Co-medications and drug-drug interactions in MTX-treated patients is another important issue. Several commonly encountered agents can add hepatic risk or interact with MTX. Key considerations include alcohol, leflunomide (hepatotoxicity), isoniazid, azole antifungals and some macrolides (cytochrome P450 and transporter interactions), chronically high-dose acetaminophen, and certain herbal supplements. Statin-associated transaminitis is usually co-manageable and not an automatic reason to stop MTX if benefits outweigh risks. Practical steps are: (1) Reconcile medications at MTX initiation and whenever adding/removing potential hepatotoxins; (2) Adjust laboratory cadence for several weeks after such changes; and (3) Treat metabolic risks (weight, diabetes, alcohol) as first-line “hepatoprotection”. This approach complements NIT-guided monitoring without reverting to legacy cumulative-dose approaches.

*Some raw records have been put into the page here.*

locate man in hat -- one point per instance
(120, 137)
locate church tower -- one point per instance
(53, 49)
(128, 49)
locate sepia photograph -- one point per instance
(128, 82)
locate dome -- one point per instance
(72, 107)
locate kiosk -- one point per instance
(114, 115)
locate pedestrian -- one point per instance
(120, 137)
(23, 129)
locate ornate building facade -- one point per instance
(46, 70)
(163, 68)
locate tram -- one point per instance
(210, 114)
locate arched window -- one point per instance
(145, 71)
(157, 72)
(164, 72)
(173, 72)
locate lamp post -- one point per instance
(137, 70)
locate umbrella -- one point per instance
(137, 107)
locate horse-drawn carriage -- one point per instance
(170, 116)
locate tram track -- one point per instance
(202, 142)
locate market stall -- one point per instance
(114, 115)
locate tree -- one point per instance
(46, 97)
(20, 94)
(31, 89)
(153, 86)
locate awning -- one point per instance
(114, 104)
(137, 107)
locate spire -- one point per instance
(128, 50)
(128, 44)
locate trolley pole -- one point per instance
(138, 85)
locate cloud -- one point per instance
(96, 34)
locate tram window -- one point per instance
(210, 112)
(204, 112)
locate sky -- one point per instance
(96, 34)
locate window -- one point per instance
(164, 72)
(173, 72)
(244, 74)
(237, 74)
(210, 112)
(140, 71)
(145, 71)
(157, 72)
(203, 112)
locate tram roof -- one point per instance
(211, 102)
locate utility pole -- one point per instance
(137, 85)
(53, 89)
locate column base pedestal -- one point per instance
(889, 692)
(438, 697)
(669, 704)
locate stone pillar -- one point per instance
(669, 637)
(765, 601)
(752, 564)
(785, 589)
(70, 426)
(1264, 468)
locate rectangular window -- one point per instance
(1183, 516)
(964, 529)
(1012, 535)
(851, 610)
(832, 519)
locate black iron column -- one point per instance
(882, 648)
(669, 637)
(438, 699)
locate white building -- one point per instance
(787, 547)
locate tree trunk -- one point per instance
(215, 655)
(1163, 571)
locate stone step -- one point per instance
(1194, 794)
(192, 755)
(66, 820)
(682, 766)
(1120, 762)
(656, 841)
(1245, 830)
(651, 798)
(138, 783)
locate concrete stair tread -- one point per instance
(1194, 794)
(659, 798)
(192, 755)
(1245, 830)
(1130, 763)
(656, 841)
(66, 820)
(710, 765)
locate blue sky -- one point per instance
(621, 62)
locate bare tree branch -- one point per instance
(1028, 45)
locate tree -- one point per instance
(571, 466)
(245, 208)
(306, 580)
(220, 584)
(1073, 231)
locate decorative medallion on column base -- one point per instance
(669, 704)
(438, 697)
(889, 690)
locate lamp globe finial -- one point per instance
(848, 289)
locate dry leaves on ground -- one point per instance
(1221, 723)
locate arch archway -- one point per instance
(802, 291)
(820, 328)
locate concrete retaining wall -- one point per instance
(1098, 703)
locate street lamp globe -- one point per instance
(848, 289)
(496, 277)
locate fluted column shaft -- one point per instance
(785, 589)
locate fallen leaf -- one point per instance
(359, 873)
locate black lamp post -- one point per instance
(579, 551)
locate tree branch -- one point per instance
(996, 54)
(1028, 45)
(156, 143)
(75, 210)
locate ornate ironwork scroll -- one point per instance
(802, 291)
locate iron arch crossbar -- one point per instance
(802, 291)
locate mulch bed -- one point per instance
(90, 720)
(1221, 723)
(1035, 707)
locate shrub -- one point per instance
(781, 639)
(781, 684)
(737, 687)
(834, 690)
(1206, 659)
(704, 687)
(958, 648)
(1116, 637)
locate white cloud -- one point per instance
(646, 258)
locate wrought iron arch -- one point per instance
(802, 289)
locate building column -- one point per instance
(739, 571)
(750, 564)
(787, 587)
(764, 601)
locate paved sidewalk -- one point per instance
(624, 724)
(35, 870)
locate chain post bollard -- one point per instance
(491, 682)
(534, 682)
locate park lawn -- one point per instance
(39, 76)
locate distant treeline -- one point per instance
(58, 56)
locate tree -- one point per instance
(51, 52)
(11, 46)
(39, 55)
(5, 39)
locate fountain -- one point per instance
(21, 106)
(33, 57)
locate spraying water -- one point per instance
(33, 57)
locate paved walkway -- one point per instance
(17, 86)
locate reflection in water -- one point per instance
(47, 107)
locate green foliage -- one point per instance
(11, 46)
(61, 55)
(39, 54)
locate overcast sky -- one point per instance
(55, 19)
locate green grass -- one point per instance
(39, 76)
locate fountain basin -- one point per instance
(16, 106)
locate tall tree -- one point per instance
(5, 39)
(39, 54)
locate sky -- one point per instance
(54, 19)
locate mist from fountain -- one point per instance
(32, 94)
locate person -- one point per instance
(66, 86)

Taken together, the contemporary picture is consistent and practical. Advanced fibrosis during low-dose, folate-supplemented MTX is uncommon and usually reflects the patient’s metabolic milieu rather than a cumulative drug effect. A pathway that begins with metabolic profiling and alcohol history, uses folate routinely, interprets enzymes in context, employs elastography with selective biomarkers, and reserves biopsy for clearly defined situations allows patients to retain access to an effective, inexpensive therapy while maintaining hepatic safety.